End-to-end distributed tracing of complex applications is a critical pillar of modern distributed systems observability development and operations. Previously, I’ve used OpenTelemetry to trace a complex Kafka application, including Kafka Streams, and looked at the traces in several open source OpenTelemetry GUIs, including Jaeger, Uptrace, and SigNoz. And earlier, I used its predecessor, OpenTracing, to trace Anomalia Machina.
Recently, I found out that OpenSearch has an extensive Observability plugin, and I was excited to find out that it has Trace Analytics, which supports OpenTelemetry traces.
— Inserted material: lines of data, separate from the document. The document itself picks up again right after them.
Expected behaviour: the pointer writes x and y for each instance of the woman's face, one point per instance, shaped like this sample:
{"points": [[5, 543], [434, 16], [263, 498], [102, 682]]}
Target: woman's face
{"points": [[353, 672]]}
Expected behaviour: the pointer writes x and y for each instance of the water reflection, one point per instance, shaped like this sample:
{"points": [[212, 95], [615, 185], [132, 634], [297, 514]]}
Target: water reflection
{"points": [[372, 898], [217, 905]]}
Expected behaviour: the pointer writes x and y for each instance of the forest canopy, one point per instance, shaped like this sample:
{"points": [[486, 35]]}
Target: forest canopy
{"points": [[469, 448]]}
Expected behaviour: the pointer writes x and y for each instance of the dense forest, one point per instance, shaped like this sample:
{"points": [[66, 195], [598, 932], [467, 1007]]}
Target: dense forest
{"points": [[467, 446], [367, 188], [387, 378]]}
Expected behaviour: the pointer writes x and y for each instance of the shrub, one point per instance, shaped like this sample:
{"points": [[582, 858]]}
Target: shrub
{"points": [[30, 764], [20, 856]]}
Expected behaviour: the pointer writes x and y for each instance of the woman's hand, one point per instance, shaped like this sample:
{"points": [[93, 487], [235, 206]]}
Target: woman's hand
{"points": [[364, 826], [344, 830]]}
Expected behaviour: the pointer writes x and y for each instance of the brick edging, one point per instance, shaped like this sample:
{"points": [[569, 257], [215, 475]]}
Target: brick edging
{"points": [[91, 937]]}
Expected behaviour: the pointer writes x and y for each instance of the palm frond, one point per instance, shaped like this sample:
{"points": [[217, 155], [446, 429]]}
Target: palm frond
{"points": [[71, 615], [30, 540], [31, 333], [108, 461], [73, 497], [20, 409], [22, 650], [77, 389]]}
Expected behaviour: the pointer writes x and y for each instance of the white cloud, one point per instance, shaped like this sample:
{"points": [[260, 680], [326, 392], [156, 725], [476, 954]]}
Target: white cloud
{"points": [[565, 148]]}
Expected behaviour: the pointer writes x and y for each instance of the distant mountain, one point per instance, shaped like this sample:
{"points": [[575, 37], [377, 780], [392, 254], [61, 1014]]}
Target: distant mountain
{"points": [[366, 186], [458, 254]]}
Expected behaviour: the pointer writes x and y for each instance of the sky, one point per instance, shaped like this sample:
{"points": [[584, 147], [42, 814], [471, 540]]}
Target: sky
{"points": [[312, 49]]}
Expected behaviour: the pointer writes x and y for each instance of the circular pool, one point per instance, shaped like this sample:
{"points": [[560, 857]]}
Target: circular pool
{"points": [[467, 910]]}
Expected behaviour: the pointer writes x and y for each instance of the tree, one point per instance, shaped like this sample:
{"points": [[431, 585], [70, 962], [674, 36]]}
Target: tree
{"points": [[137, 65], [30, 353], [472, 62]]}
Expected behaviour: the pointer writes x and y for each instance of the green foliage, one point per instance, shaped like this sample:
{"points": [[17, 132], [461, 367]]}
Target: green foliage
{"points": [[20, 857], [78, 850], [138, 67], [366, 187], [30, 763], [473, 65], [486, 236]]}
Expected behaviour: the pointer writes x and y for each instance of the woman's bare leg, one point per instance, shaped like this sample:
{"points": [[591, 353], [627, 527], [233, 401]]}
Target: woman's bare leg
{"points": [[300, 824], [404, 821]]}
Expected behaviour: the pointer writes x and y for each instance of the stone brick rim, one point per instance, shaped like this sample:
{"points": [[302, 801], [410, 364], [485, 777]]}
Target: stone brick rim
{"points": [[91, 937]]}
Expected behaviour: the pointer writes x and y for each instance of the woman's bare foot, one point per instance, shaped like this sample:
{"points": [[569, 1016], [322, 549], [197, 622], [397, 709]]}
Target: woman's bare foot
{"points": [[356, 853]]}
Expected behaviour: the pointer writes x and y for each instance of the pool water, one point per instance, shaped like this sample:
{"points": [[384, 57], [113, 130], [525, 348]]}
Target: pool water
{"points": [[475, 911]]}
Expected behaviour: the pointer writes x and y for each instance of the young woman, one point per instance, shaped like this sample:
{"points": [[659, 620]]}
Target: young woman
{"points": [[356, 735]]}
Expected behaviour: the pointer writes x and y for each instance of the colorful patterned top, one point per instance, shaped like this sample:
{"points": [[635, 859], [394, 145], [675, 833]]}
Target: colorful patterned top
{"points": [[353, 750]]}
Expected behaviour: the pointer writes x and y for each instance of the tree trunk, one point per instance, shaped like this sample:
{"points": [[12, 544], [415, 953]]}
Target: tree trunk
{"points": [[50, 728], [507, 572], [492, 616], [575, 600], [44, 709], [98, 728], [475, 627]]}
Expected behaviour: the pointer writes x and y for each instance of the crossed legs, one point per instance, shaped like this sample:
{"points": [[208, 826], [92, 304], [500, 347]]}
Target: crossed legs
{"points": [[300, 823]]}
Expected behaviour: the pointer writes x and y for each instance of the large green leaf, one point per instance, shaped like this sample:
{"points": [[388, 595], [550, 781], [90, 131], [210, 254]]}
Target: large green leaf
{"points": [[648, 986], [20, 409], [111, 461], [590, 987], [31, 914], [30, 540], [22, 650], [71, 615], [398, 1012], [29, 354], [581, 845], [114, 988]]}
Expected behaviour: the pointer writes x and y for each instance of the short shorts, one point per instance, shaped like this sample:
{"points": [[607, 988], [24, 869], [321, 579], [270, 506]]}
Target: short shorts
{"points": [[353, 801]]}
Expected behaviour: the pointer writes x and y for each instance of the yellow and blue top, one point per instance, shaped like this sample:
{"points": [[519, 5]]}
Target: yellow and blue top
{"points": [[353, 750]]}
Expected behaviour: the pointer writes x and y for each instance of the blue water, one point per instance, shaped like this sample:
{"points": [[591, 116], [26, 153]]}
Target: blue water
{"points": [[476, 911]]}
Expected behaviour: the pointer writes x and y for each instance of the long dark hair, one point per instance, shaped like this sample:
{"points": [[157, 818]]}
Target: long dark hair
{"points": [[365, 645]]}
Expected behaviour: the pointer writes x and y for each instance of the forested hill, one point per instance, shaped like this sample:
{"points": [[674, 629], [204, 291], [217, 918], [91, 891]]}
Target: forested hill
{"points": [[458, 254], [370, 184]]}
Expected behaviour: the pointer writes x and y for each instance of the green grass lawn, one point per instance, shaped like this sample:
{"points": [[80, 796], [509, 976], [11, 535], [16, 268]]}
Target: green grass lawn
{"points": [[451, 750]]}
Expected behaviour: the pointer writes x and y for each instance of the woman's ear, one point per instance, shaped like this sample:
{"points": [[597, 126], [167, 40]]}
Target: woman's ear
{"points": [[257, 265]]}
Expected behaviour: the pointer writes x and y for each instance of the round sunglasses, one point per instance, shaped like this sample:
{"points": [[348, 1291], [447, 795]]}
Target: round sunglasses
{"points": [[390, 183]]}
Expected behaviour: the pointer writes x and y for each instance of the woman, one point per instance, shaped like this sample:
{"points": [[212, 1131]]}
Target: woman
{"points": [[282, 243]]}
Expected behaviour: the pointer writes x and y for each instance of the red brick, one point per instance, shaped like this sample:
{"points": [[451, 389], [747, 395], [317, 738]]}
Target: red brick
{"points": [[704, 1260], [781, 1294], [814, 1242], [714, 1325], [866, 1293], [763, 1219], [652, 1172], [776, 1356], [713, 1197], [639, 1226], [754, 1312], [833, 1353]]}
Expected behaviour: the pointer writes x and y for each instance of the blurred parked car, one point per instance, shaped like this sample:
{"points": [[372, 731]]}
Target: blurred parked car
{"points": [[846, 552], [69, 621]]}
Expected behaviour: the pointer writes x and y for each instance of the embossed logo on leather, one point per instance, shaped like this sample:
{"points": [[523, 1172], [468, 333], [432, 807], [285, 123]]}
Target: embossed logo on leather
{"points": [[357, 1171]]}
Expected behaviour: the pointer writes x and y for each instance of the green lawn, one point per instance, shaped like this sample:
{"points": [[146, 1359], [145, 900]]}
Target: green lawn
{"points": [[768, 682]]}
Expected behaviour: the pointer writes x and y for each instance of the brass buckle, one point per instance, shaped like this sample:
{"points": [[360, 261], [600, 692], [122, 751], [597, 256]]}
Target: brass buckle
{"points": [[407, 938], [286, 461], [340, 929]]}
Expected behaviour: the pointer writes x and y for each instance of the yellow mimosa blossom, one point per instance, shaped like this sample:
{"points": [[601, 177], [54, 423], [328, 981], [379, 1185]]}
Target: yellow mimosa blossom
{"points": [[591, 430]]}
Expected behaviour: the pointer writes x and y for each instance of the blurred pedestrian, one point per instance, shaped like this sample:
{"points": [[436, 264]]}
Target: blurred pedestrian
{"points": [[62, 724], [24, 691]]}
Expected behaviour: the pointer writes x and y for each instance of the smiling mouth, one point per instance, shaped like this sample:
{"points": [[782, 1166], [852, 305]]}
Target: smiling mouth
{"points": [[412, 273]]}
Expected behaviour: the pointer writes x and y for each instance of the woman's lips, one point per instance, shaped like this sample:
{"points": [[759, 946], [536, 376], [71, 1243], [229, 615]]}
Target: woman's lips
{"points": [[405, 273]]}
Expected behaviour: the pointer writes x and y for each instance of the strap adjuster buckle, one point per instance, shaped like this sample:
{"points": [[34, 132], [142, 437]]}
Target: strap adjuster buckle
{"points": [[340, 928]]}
I was also very pleased to find out that NetApp Instaclustr Managed OpenSearch supports the Observability plugin, so I spun up an OpenSearch cluster (documentation on how to do this is here) to see what it looks like (information on connection to the cluster and starting the Dashboard is here). Once you connect to the OpenSearch dashboard, it’s available as expected. Click on “Observability → Traces” on the left-hand side.
Next, to explore OpenSearch trace analytics, you have to get some OpenTelemetry trace data into OpenSearch. There are two possible data sources that you can select from:
- Jaeger. Trace data stored within OpenSearch as its backend
- Data Prepper. Data ingested into OpenSearch through Data Prepper
Because I’ve already used Jaeger and had it running locally, I started with that option, so this will be the focus of part 1. We’ll look at Data Prepper in part 2.
OpenTelemetry Java auto instrumentation
What will this pipeline look like? We’ll run some Kafka clients with Java OpenTelemetry auto-instrumentation enabled as described in the documentation and send traces to the local Jaeger instance. I tested this out first, and it worked as previously described in this blog, including Trace Graph, System Architecture, and Deep Dependency Graph views.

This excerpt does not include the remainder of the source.